A given system or individual components typically have a power budget, which usually falls into two major areas. The first area is a simple, practical one—choosing the power capacity of the supplies being used in a design to meet the system power needs. The second area is about thermal concerns, which need to be understood to keep the system working within the temperature specifications of the various components. To this end, it’s important to know where power consumption comes from in the FPGAs being chosen, and how one can optimize it.
Working Within A Power Budget
Here’s a typical example of a power budget: A board has a power budget of 20 W, with a normal operating environment of 10° to 40°C. Under conditions of a failed fan(s), ambient air above certain components may rise above 70°C. Many component manufacturers have operating conditions that range up to 85°C junction temperature for commercial grade, and 100°C for industrial-grade parts.
Table 1 shows a set of needs that span component environment, such as temperature, power-supply tolerances, etc. Importantly, it also shows the estimated power consumption (from tools and manufacturers’ datasheets) of each FPGA in the design as well as the ASIC and DDR memory.
The goal is to see if the 20-W power budget can be met. Parts like ASICs, DRAM, etc., come from the manufacturers with fixed maximum power consumption. The remaining components on the board or system are the FPGAs. Using power-estimation tools, we can see where we fall and if we need to optimize our FPGAs’ power consumption. Table 2 shows the various resources being used by the designer inside each FPGA.

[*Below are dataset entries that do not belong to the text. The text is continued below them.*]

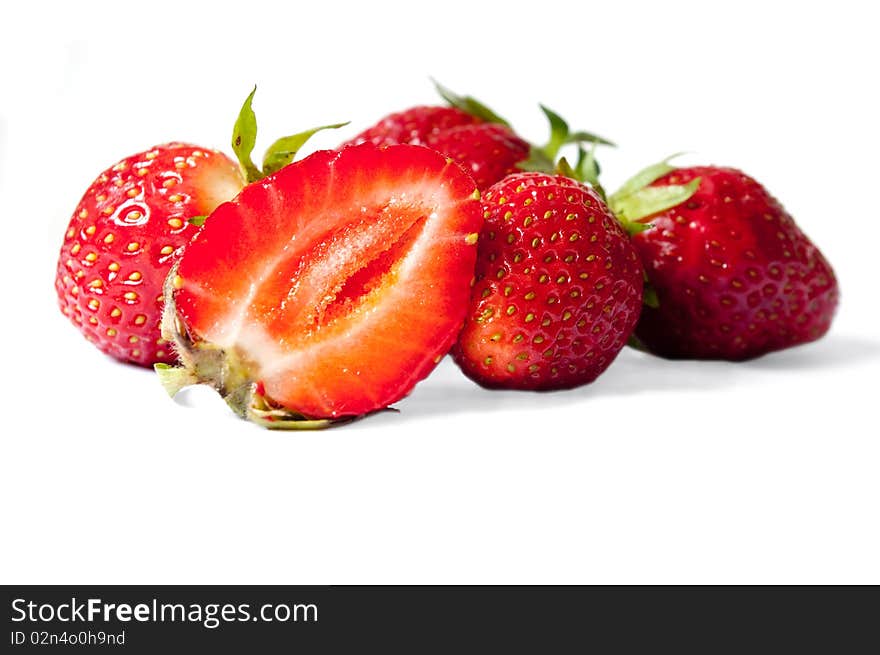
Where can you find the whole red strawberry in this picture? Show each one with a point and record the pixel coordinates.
(123, 237)
(329, 289)
(734, 276)
(131, 226)
(480, 140)
(488, 151)
(414, 126)
(558, 287)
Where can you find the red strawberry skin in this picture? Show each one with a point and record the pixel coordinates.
(734, 276)
(558, 287)
(338, 283)
(123, 237)
(413, 126)
(488, 151)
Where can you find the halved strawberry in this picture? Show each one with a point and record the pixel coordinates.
(330, 288)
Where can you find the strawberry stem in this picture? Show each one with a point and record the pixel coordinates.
(278, 155)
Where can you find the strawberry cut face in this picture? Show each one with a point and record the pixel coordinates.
(337, 283)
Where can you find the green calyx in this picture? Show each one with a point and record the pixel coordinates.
(544, 159)
(470, 105)
(278, 155)
(636, 200)
(226, 372)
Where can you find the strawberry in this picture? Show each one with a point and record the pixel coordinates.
(474, 136)
(131, 226)
(123, 237)
(733, 274)
(558, 286)
(329, 289)
(489, 151)
(414, 126)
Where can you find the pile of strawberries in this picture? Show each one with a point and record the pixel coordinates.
(310, 292)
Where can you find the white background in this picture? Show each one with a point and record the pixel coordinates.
(686, 472)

For FPGAs, Xilinx tools are available to allow for power prediction (Fig. 1). These allow comparison to power targets. Table 1 and Table 2 show that, based on our power-analysis tools, we have calculated 3.5 W, 5.5 W, and 7.0 W for the three FPGAs on our board. The estimated total power for the FPGAs is 16 W, and that of the ASIC and DRAM are 10 W. This totals out to 26 W, which exceeds our budget of 20 W. This is the point where we must learn what consumes power in the FPGA, and what methods of optimization may be available.
Power Consumption In FPGAs
There are two primary areas of power consumption in FPGAs. Static power comes from transistor leakage, and dynamic power comes from voltage swing, toggle rate, and capacitance. Both are important factors in meeting a power budget and power optimization. Therefore, it’s important to know what each factor is and how it varies with different operating conditions.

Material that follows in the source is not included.